The availability of a real-time assay of apoptosis would provide a critically useful tool for oncologists, who would then have the means to determine whether a given therapeutic approach was working soon after that therapy was started. Cancer drug development would also benefit from a real-time apoptosis assay if such an assay could be used to provide rapid and sensitive results in high-throughput drug screening experiments.
A research team headed by Dae Hong Jeong, Ph.D., Yoon-Sik Lee, Ph.D., and Myung-Haing Cho, D.V.M., Ph.D., Seoul National University, created their fluorescent surface enhanced Raman spectroscopic (F-SERS) nanodots to boost the optical signal generated by typical, biocompatible fluorescent dyes. The nanodots consist of silver nanoparticles embedded in a silica sphere. Attached to the silica core are fluorescent dye molecules and molecules known as Raman labels that enhance the electronic interactions between the silver nanoparticles and the dye molecules. The researchers also linked annexin-V, a molecule that binds specifically to a chemical that appears on cells undergoing apoptosis, to the silica-silver nanoparticle construct.

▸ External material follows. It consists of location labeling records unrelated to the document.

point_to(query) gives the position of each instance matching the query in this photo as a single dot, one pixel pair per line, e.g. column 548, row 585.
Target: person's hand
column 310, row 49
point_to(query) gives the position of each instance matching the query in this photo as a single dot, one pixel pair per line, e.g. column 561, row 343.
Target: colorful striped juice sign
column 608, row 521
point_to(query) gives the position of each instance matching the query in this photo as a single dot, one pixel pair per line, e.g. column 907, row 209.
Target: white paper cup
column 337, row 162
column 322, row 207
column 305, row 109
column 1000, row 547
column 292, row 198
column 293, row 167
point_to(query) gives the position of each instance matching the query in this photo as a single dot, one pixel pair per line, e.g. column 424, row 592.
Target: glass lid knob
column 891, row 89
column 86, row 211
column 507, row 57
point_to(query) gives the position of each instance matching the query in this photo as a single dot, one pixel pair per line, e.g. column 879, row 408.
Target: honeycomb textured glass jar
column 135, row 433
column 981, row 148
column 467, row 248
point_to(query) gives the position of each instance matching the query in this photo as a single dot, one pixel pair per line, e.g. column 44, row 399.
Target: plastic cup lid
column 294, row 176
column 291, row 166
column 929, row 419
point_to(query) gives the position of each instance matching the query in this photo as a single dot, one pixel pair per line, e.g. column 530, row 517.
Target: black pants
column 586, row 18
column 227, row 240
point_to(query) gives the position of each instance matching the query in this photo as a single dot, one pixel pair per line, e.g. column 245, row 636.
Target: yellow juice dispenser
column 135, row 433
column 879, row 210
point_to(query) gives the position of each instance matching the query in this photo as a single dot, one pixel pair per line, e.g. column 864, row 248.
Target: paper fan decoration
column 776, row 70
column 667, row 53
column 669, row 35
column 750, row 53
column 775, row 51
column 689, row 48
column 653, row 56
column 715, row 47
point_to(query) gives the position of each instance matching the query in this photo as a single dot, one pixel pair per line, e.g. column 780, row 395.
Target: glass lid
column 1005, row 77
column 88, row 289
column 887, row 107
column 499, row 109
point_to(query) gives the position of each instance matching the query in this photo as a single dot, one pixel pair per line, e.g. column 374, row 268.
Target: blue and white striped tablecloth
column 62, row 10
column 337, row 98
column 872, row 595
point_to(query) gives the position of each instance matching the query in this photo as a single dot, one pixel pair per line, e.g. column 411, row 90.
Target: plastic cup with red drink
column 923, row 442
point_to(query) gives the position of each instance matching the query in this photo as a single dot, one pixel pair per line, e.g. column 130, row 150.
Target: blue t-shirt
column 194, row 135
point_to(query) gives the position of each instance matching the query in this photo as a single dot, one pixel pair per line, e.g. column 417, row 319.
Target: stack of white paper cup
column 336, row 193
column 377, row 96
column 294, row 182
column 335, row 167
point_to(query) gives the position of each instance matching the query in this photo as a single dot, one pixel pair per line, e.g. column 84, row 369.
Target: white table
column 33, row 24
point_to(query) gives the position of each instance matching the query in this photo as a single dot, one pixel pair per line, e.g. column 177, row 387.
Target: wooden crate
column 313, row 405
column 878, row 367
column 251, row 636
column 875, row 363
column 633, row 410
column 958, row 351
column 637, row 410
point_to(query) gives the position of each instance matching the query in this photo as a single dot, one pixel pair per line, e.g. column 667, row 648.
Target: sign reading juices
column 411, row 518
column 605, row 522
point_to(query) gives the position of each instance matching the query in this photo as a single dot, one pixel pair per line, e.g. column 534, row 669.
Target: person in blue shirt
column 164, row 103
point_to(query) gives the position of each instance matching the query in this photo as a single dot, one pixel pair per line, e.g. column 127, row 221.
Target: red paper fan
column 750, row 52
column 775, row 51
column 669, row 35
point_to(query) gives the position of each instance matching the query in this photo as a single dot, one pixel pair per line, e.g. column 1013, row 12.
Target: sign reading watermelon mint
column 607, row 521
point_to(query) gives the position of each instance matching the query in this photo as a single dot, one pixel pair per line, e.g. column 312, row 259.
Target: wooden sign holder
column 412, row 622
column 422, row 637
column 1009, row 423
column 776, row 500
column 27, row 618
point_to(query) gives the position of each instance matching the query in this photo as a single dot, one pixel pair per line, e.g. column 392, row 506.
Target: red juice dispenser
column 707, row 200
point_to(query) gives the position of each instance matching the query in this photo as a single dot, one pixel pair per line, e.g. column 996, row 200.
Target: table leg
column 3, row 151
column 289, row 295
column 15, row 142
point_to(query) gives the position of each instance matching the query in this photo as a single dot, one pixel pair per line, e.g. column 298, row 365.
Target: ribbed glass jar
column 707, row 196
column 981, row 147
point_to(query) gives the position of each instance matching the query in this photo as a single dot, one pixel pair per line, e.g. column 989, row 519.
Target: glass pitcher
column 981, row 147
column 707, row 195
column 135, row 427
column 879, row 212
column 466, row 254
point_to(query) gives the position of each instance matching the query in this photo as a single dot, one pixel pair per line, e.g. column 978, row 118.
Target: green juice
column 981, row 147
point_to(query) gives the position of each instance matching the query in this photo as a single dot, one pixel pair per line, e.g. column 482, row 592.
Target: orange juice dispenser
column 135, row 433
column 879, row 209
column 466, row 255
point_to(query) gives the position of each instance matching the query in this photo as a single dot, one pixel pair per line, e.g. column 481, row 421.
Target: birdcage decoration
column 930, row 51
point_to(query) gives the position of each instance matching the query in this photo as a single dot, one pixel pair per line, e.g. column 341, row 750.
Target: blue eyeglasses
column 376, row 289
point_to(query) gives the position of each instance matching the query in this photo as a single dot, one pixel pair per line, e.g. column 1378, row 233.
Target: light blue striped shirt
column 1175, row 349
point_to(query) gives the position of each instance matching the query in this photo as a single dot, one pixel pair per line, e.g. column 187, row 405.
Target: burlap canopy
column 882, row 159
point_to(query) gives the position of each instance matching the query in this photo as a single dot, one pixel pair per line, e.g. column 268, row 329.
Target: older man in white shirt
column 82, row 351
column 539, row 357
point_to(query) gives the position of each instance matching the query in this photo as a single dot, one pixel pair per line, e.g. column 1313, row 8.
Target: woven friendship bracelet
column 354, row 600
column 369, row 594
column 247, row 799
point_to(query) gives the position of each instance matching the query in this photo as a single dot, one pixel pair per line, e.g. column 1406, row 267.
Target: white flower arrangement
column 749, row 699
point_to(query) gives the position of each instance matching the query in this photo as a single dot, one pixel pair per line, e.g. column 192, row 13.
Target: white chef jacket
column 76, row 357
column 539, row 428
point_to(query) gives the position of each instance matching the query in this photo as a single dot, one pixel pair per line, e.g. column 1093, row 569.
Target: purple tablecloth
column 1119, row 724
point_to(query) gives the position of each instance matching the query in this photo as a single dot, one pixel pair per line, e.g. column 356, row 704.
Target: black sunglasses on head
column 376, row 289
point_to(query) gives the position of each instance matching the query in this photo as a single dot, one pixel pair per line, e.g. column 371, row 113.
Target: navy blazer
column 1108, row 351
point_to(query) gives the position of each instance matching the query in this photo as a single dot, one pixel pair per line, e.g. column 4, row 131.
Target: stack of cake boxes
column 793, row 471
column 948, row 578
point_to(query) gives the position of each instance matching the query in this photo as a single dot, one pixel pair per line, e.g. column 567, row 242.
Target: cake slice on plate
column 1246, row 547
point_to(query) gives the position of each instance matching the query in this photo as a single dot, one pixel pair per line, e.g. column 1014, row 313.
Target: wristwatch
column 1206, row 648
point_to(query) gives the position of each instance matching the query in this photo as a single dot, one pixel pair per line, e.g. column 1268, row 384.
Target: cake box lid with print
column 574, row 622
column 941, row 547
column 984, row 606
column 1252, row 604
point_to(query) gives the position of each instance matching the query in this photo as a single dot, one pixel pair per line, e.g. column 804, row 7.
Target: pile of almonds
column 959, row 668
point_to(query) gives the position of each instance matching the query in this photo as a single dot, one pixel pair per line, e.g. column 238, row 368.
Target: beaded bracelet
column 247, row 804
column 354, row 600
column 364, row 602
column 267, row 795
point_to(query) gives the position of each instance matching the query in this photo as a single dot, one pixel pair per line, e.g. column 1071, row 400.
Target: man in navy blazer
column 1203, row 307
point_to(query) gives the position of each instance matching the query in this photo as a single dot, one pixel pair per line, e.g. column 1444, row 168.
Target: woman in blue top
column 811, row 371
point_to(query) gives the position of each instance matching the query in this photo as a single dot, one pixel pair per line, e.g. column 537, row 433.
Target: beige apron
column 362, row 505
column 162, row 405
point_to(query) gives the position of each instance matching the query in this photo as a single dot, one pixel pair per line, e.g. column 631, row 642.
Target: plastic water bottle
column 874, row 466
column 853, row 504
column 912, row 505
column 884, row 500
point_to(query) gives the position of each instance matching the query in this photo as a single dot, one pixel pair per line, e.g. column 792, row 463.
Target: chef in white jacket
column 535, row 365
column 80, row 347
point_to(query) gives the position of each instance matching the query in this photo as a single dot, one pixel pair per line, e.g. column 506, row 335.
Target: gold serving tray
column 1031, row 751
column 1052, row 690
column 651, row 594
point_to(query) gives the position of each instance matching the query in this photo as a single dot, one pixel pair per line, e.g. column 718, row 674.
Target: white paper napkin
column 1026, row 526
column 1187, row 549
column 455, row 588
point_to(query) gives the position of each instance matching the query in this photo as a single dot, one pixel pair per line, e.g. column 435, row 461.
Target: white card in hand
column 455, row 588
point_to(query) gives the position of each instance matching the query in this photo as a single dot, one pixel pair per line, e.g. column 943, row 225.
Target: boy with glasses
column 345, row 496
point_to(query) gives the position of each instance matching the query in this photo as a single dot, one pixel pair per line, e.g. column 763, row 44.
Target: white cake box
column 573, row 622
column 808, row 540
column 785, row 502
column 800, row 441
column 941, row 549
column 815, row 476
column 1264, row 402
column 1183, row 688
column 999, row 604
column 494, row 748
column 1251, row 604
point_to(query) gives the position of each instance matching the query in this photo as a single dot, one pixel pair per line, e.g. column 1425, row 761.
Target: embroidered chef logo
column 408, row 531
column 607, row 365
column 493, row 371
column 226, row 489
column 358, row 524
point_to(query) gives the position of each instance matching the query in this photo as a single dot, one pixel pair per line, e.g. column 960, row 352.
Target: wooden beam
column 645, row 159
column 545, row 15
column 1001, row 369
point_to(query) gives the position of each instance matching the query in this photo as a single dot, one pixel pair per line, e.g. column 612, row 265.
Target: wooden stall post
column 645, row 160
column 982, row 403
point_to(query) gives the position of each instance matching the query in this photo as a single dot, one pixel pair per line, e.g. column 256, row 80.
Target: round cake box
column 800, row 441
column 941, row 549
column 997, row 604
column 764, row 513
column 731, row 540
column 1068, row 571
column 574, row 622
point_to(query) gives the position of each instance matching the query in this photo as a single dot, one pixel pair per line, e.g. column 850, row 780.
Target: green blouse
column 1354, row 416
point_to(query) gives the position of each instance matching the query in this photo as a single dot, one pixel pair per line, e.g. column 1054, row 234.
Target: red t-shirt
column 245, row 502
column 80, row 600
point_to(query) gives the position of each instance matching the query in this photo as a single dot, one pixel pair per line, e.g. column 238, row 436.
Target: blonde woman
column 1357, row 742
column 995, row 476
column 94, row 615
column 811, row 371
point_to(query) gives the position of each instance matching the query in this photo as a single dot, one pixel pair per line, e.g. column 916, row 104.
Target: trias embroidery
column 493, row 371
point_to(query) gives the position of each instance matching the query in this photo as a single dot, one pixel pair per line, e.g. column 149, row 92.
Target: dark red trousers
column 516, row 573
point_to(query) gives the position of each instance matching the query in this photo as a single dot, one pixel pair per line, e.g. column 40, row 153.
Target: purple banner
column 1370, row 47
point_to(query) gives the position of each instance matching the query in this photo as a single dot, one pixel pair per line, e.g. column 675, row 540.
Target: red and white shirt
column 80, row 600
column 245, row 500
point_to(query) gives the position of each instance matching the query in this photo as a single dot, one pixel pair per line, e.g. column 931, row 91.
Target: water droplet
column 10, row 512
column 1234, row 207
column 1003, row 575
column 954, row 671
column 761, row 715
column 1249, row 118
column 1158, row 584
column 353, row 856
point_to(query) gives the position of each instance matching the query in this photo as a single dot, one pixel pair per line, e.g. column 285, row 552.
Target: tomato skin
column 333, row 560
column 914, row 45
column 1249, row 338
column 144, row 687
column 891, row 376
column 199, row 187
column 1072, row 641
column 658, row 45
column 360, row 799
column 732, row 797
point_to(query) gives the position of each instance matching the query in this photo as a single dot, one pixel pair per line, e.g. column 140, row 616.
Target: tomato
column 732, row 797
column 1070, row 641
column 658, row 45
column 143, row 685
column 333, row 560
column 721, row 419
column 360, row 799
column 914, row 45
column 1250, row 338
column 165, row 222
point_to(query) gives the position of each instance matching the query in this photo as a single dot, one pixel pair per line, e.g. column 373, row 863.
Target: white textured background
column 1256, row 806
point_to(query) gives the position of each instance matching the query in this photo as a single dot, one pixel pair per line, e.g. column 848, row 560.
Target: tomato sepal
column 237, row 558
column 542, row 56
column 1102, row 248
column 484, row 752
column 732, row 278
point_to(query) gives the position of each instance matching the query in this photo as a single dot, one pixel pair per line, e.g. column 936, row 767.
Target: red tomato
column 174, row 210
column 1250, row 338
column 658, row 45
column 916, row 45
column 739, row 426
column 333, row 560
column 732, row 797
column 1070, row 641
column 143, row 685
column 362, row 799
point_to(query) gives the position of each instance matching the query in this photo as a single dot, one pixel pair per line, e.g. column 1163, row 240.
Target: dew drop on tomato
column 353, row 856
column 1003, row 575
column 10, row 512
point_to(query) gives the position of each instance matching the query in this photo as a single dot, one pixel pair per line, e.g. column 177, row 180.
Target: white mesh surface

Toxicity tests showed that the silica-silver nanodots were not toxic to various human cells growing in culture. The investigators then added the nanodots to cells triggered to undergo apoptosis and were able to image those cells as they went through programmed cell death. Based on these results, the researchers prepared other nanodots containing antibodies that bind to other molecules involved in apoptosis. They then added these antibody-linked nanodots and the annexin-V-linked nanodots to cultured human lung cancer cells. The investigators were able to track the appearance of all three molecules simultaneously, which has been difficult to do using conventional cell staining techniques.
This work is detailed in the paper "Multiplex targeting, tracking, and imaging of apoptosis by fluorescent surface enhanced raman spectroscopic dots." An investigator from the University of Illinois at Urbana-Champaign also participated in this study.